When we talk about natural language processing, we are discussing the ability of a machine learning model to know the meaning of the text on its own and perform certain human-like functions like predicting the next word or sentence, writing an essay based on the given topic, or to know the sentiment behind the word or a paragraph.
Few techniques that we are aware of like Bag of Words are good for small scale data, but they lack in the extraction of meaningfulness of a sentence or paragraph, Also its prowess is limited as it does not care about the order of the words.
Well, we needed to find a solution that we could rely on, word embedding solves most of the problems, We will discuss the work as well as the implementation of Word embedding with python code.
What makes word embedding different and powerful from other techniques is that it works on the limitations of other Bag of words and other techniques, Few points that makes word embedding better than others are-:
A better understanding of Words and Sentences than other techniques in NLP, also known as linguistic analysis.
Word Embedding reduces the dimensions of the dataset better than other NLP techniques and thus performs better.
Takes Less execution time or in other words, is faster in training than others as it doesn’t take a humongous amount of weights for training as others.
It does not follow the approach of the Sparse matrix, therefore makes it better for computational reasons.
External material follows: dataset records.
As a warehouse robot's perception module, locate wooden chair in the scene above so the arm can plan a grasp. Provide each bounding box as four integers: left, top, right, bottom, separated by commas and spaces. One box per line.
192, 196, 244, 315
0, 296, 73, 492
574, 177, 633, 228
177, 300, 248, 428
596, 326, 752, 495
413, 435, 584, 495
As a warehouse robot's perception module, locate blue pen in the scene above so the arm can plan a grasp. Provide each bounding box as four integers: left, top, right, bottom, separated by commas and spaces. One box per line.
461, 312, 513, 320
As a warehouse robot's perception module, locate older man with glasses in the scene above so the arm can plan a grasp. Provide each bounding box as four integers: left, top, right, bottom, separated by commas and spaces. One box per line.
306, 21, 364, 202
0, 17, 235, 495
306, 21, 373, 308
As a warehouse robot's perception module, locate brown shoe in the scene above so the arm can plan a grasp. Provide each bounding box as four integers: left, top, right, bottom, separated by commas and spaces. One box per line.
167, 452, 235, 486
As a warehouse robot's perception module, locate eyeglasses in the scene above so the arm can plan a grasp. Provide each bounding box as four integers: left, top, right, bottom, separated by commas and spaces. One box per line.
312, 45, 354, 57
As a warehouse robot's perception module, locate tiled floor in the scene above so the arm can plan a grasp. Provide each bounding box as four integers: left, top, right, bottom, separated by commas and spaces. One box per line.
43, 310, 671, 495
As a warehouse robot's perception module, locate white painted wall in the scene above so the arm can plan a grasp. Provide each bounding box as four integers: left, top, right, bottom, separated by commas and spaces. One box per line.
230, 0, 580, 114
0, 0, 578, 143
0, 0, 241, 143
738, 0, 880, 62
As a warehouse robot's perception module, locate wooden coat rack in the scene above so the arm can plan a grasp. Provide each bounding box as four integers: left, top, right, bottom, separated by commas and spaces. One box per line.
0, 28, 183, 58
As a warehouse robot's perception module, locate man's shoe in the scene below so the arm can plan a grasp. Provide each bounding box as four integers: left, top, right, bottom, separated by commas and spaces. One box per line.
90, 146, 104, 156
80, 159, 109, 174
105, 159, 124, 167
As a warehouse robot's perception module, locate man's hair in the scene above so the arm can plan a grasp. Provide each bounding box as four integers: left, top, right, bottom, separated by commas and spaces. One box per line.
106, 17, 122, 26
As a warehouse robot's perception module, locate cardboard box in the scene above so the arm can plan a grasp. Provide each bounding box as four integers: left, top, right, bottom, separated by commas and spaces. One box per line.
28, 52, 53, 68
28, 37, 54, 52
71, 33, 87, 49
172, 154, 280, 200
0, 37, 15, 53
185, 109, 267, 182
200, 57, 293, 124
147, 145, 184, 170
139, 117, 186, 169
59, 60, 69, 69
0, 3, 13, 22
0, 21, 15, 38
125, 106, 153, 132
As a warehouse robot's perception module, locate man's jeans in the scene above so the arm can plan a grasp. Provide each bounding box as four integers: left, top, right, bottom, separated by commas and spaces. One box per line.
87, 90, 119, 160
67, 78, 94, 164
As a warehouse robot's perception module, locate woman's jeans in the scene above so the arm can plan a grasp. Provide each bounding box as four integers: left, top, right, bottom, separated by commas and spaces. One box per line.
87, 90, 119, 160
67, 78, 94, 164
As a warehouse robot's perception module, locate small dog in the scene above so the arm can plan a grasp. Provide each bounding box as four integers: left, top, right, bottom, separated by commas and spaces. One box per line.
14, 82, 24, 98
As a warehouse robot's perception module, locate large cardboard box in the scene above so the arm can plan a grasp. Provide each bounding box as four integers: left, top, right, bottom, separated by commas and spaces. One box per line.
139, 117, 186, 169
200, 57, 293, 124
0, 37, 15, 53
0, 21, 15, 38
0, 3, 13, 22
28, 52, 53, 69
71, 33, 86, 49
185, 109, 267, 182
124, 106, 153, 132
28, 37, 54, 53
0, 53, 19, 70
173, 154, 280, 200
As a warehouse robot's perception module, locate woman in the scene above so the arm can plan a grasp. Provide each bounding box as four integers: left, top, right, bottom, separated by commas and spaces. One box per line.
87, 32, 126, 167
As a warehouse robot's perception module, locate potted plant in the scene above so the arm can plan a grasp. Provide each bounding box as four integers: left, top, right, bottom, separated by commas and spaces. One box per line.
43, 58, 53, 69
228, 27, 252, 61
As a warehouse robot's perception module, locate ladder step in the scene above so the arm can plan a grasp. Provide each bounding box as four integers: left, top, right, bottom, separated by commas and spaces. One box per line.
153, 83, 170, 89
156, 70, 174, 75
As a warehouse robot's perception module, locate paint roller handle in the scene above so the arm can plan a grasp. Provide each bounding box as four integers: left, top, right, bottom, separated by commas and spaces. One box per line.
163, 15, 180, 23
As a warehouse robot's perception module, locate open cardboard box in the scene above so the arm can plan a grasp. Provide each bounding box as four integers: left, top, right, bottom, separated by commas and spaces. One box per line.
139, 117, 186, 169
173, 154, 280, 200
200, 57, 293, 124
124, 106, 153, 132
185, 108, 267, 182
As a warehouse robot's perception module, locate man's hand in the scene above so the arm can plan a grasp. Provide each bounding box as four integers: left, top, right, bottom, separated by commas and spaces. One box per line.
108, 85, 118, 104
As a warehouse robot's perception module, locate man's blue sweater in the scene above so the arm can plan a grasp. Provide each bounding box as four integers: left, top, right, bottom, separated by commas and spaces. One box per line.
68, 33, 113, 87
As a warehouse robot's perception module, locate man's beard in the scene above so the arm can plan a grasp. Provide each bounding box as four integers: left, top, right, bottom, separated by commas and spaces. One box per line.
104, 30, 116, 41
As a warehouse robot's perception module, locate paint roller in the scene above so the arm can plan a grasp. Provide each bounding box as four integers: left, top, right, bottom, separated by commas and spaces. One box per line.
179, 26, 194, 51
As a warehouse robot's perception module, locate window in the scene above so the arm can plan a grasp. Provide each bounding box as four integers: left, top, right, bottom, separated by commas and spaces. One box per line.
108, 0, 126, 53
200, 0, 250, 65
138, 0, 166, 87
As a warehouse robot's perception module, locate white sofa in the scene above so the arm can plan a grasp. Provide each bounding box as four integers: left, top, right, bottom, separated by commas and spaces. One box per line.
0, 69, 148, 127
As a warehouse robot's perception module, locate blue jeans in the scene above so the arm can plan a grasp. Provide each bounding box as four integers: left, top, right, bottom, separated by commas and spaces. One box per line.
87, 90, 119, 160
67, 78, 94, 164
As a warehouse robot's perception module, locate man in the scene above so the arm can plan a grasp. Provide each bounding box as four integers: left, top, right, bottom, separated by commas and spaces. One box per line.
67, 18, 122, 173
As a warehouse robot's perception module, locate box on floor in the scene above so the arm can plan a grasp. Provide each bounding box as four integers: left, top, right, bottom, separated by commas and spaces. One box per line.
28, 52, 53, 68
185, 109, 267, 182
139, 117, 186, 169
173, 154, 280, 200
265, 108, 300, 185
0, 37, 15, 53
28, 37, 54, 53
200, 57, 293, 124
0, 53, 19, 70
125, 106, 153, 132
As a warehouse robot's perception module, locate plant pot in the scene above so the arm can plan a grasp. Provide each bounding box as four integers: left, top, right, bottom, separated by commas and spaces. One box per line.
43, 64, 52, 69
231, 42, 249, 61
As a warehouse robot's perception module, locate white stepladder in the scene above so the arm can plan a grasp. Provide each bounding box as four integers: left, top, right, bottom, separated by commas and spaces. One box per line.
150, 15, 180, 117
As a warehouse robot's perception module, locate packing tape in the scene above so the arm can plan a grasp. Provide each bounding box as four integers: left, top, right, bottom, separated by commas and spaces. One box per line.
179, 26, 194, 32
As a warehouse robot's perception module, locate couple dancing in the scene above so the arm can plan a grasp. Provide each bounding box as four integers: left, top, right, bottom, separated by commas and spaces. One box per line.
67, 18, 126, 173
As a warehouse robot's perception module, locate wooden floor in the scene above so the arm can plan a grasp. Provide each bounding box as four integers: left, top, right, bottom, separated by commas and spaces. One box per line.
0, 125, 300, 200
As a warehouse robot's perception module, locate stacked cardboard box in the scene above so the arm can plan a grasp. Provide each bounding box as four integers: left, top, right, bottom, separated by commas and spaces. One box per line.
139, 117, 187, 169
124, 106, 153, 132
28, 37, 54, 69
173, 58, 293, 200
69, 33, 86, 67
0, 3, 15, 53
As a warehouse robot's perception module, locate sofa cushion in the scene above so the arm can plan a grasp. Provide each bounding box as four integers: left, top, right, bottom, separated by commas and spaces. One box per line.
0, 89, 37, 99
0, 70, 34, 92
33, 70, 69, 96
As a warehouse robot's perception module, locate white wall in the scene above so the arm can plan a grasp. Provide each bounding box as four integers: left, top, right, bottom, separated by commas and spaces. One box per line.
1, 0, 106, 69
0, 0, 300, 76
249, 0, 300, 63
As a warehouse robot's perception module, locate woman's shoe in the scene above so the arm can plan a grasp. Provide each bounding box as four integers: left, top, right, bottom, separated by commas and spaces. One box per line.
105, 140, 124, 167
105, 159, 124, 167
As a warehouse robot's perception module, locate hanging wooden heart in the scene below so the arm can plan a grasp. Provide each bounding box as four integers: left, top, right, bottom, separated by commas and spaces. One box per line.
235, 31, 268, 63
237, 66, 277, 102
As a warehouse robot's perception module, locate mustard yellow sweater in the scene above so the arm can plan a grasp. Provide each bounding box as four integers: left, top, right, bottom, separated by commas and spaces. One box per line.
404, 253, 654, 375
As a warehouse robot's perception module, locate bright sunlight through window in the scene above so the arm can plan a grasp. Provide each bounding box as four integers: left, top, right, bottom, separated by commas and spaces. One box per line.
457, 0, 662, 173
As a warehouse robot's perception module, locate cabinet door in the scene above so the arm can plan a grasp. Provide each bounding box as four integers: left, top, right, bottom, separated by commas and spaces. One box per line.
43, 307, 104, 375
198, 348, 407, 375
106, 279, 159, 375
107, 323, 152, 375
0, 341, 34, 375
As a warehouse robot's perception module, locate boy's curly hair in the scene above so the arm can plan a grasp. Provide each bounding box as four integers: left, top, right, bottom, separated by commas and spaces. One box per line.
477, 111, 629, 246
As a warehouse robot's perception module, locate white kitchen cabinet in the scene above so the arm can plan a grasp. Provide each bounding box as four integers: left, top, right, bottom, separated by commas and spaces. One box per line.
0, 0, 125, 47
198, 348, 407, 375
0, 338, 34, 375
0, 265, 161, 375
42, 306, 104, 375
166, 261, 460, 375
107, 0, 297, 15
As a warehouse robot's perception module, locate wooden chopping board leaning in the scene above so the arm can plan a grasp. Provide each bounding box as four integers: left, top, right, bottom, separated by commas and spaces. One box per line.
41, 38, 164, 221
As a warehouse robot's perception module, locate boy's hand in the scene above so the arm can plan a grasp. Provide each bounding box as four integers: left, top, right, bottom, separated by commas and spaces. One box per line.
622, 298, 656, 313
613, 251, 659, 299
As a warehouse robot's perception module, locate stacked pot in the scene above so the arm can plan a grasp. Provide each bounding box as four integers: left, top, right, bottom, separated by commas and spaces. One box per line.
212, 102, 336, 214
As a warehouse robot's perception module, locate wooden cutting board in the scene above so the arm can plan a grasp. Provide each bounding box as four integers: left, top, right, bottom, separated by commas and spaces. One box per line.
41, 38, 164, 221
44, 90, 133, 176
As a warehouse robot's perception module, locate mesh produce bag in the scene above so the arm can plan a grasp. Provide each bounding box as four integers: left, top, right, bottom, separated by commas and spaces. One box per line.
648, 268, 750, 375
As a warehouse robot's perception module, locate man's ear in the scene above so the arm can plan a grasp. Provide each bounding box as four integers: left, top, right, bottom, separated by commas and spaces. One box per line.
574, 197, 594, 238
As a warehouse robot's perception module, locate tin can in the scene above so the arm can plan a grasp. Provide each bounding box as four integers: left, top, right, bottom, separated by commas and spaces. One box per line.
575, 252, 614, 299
The idea behind any NLP technique is that our model becomes able to extract some meaning out of the text and perform certain tasks, also known as linguistic understanding, and that’s where embeddings come to show up.
Consider two words “cricket” and “football”, both words are more related to “field” and “game” than to “Animals” and “space”, to make our model understand such thing, we need to perform certain tasks.
Well, Embeddings are assigning some vectors to the particular word based on the number of times two words occurred in a corpus, or how many times they have occurred simultaneously.
Now, consider a corpus
“This is a nice place”
“ This place is nice”
“A nice place”
Here, words like “a nice” are coming simultaneously, whereas “This” and “is” is also in the same sentence, and no word is repeating itself, therefore Vector representation would be -:
Correlation Matrix Representation of the corpus
We have taken random vector numbers based on their number of coming together in a sentence, Now we can take any pair of vectors and look how close they are related to each other in vector space, so if initially, two pairs of vectors were apart from each other, Now we will make them closest to each other, thus showing the relationship between those two vectors. After some repetition of this step, we will reach an accurate vector space model. This is also known as Global vectors or Glove in NLP.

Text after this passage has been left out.